Harrelson and McConaughey rock the bayou in True Detective. |
«««« True Detective. Written and created by Nic Pizzolato. Directed by Cary
Fukunaga. On HBO Sundays at 9pm, and on demand.
It goes without saying
that there are too many cop/detective shows on television (but there, I said it
anyway). Thanks to that low signal-to-noise ratio, a show has to be pretty damn
remarkable for viewers to take notice. For all the merely "pretty good"
policiers out there, that's bad news.
HBO has
now given us something better than "pretty good" in Nic Pizzolatto's True Detective, which is now midway
through its initial eight-episode run. There's a reason for the
generic-sounding title: True Detective
is an anthology series, with different casts tackling different cases each season.
First time out, we have Woody Harrelson
and Matthew McConaughey as a pair of detectives investigating a bizarre
ritual-murder case in rural Louisiana. And like a flathead catfish on a 3/4-ounce
leadhead jig, this writer is hooked.
Pizzolatto,
a Louisiana native, was a novelist and academic before he got into television. The
particular feel of Detective—its neo-noir
sense of setting, its gumbo of literariness and ominous seediness—is no doubt
traceable to that background. Perhaps equally important, Pizzolatto is the
show's only writer, giving it a consistency of tone reminiscent of the best
crime fiction. That consistency is bolstered by the fact that the show has but
a single director, Cary Fukunaga (Sin
Nombre, 2011's Jane Eyre). This
is not creation-by-committee.
McConaughey
and Harrelson play a pair of seriously mismatched colleagues on the trail of
the kind of killer/exhibitionist reminiscent of Se7en or Twin Peaks.
McConaughey's Rust Cohle is a former narc who spent a little too long operating
undercover.

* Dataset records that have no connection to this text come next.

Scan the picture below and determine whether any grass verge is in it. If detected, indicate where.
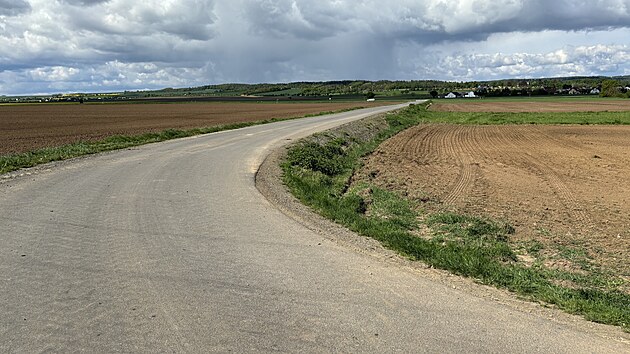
[282,106,630,331]
[0,107,362,175]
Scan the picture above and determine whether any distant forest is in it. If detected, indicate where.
[138,76,630,98]
[0,76,630,102]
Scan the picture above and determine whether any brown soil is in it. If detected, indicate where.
[0,102,379,155]
[359,124,630,275]
[430,99,630,112]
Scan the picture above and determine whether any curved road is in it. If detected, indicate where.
[0,103,630,353]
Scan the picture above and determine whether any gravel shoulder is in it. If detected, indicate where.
[256,117,630,344]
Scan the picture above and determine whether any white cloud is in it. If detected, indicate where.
[0,0,630,94]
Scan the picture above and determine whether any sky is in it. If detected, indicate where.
[0,0,630,95]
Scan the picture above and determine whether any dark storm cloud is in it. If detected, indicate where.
[0,0,31,16]
[0,0,630,94]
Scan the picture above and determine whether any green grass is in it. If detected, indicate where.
[0,107,361,174]
[422,111,630,125]
[282,106,630,331]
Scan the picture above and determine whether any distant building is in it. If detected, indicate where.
[444,92,457,98]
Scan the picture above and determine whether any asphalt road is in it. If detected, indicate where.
[0,103,630,353]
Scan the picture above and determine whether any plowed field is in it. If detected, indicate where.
[359,124,630,272]
[0,102,379,155]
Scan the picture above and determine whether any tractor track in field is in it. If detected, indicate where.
[358,124,630,271]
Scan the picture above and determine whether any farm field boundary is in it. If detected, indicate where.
[0,102,386,174]
[283,106,630,331]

After losing his child—and then his marriage—to a freak accident,
he's acquired a worldview so bleak he makes Schopenhauer look like Pollyanna. “I
got a bad taste in my mouth out here,” he
says as the two cops make their rounds. “Aluminum, ash, it’s
like you can smell the psychosphere.” Confronting a tent-full of Christian revivalists, he
diagnoses Christianity as a kind of memetic cancer, a communicable mental
illness.
Harrelson's
Martin Hart, by contrast, prides himself on being a regular guy's guy, a family
man not likely to be carried away by Rust's neat forensic theories or philosophic
chatter. As we get to know him, though, we see that his allergy against
introspection makes a good defense against the fact he isn't such a good family
man after all, as his tormented wife (played by the brilliant and lovely
Michelle Monaghan) is coming to realize.
Playing
the haunted genius, McConaughey has perhaps the more obviously juicy role. But
in fact they are both halves of a classic pairing of character types, the
"man of action" partnered with the "man of the mind", that
has a pedigree going back to Kirk + Spock, Aubrey + Maturin, and even (in a
more satiric vein) Don Quixote + Sancho Panza. McConaughey is indeed terrific
here—and with his performance in Dallas
Buyer's Club, clearly the actor of the year. But together, he and Harrelson
make this version of True Detective
one of the most fascinating character studies to come along in a long time, big
screen or small.
As its
inaugural season is only half-way done, it's impossible to say if the show will
finish on as high a level as it started. No guarantees that subsequent seasons,
with different stories and different casts, will be anywhere as good. But for
now, let's savor being in Pizzolatto's psychosphere.